MODEL
Gated DeltaNet-2
Overview
Gated DeltaNet-2 is a linear-attention architecture proposed in a May 2026 arXiv preprint (arXiv:2605.22791) that decouples the single scalar gate of Gated DeltaNet and KDA into channel-wise erase and write gates, trained via a chunkwise WY parallel algorithm.

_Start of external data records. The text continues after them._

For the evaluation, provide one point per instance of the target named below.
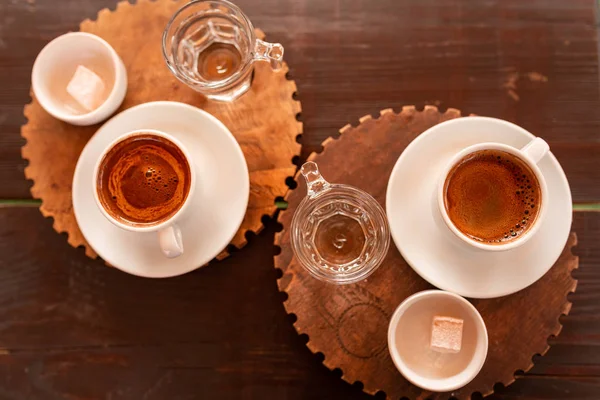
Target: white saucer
(432, 251)
(219, 202)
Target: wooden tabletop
(72, 328)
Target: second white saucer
(219, 202)
(430, 250)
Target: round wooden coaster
(263, 120)
(348, 324)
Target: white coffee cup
(530, 154)
(170, 238)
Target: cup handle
(272, 52)
(536, 149)
(171, 241)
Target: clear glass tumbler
(339, 233)
(210, 45)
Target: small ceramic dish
(409, 334)
(55, 66)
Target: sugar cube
(86, 88)
(446, 334)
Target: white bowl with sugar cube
(437, 340)
(79, 78)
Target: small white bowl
(55, 65)
(409, 334)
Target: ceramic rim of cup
(172, 218)
(443, 384)
(119, 80)
(482, 245)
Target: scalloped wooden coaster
(348, 324)
(263, 120)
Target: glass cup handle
(170, 240)
(272, 52)
(314, 180)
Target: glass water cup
(211, 46)
(339, 233)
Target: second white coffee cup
(170, 238)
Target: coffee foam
(144, 180)
(492, 196)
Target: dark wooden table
(72, 328)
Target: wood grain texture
(354, 57)
(263, 120)
(73, 329)
(348, 324)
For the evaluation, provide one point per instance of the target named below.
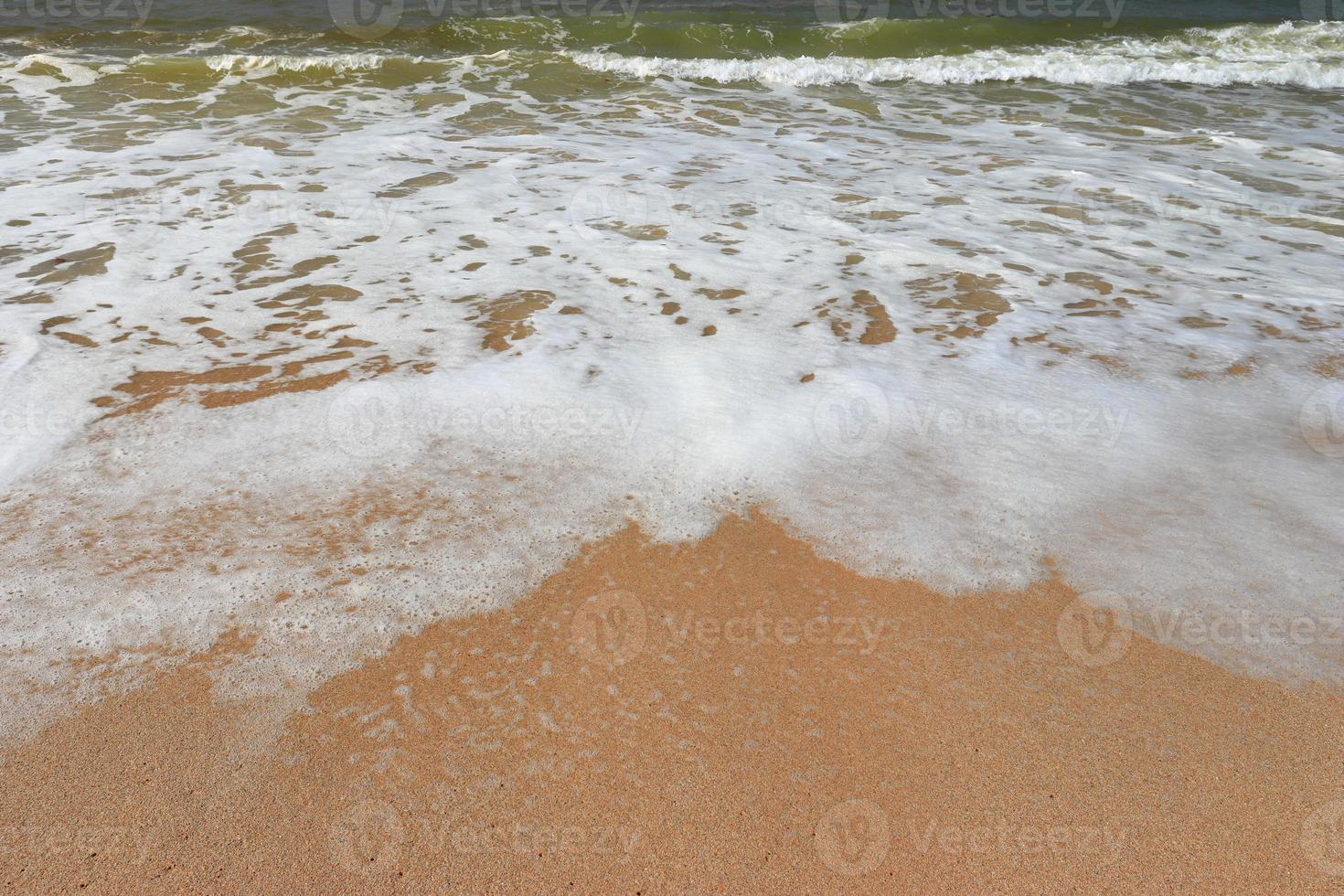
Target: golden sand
(728, 716)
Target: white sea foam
(1307, 55)
(1108, 349)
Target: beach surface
(728, 715)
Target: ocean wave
(1307, 55)
(334, 62)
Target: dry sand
(728, 716)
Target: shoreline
(734, 712)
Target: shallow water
(953, 295)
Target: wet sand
(729, 716)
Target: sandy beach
(723, 716)
(648, 446)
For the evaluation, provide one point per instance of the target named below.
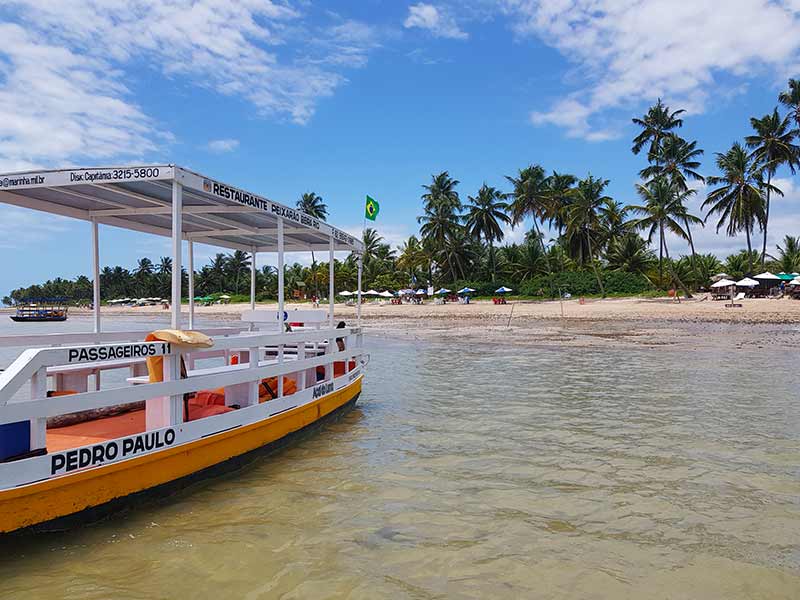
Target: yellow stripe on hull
(62, 496)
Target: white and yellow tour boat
(90, 421)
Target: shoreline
(632, 309)
(620, 322)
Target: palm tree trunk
(766, 222)
(594, 266)
(749, 247)
(491, 259)
(691, 241)
(314, 274)
(672, 273)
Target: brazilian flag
(372, 209)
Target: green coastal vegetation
(597, 245)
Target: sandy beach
(644, 322)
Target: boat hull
(37, 319)
(85, 496)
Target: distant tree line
(460, 239)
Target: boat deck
(95, 431)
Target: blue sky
(370, 96)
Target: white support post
(281, 327)
(358, 299)
(253, 279)
(190, 268)
(166, 410)
(280, 275)
(177, 239)
(38, 439)
(331, 288)
(252, 387)
(96, 276)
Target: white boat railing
(164, 400)
(66, 339)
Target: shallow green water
(479, 472)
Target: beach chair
(735, 304)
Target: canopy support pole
(190, 268)
(280, 277)
(358, 300)
(177, 227)
(96, 275)
(253, 279)
(331, 288)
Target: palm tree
(313, 206)
(656, 124)
(524, 261)
(457, 254)
(630, 253)
(772, 147)
(560, 188)
(663, 210)
(677, 161)
(484, 215)
(237, 263)
(372, 242)
(144, 266)
(705, 267)
(531, 196)
(164, 266)
(411, 257)
(615, 225)
(791, 100)
(218, 265)
(583, 220)
(739, 199)
(789, 254)
(441, 193)
(741, 263)
(437, 225)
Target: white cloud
(629, 52)
(67, 68)
(436, 20)
(220, 146)
(56, 103)
(20, 227)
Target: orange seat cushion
(200, 412)
(264, 395)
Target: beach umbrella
(723, 283)
(767, 276)
(747, 282)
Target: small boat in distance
(41, 309)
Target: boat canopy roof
(140, 198)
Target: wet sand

At 1.3B parameters on 100B FineWeb-Edu tokens it is reported to beat Mamba-2, Gated DeltaNet, KDA, and Mamba-3 variants — strongest gains on long-context RULER. The contribution sits in the linear-attention-versus-softmax race: decoupled gating appears to close the retrieval gap that has historically held state-space models back.
Timeline
- 2026-05-22-AI-Digest — Preprint lands as part of a heavier-than-usual HuggingFace daily papers drop (alongside π-Bench and ACC); ▲7 on the daily index. Headline result: 1.3B-parameter Gated DeltaNet-2 trained on 100B FineWeb-Edu tokens beats Mamba-2, Gated DeltaNet, KDA, and Mamba-3 variants at matched scale, with the strongest gains on long-context RULER — the benchmark linear-attention architectures have historically struggled on.
Key Developments
-
Decoupled Erase/Write Gating: The architectural change is replacing the single scalar gate used in Gated DeltaNet and KDA with separate channel-wise erase and write gates. Combined with the chunkwise WY parallel training algorithm, the recipe trains at parity with prior linear-attention recipes while extending the retrieval-recovery curve further into long-context regimes.
-
Long-Context RULER Lead at 1.3B: Reported strongest gains over Mamba-2, Gated DeltaNet, KDA, and Mamba-3 are on long-context RULER. That this is the benchmark where the lead is largest is the substantive claim — state-space and linear-attention models have closed gaps on perplexity and short-context evals before without translating to retrieval improvements.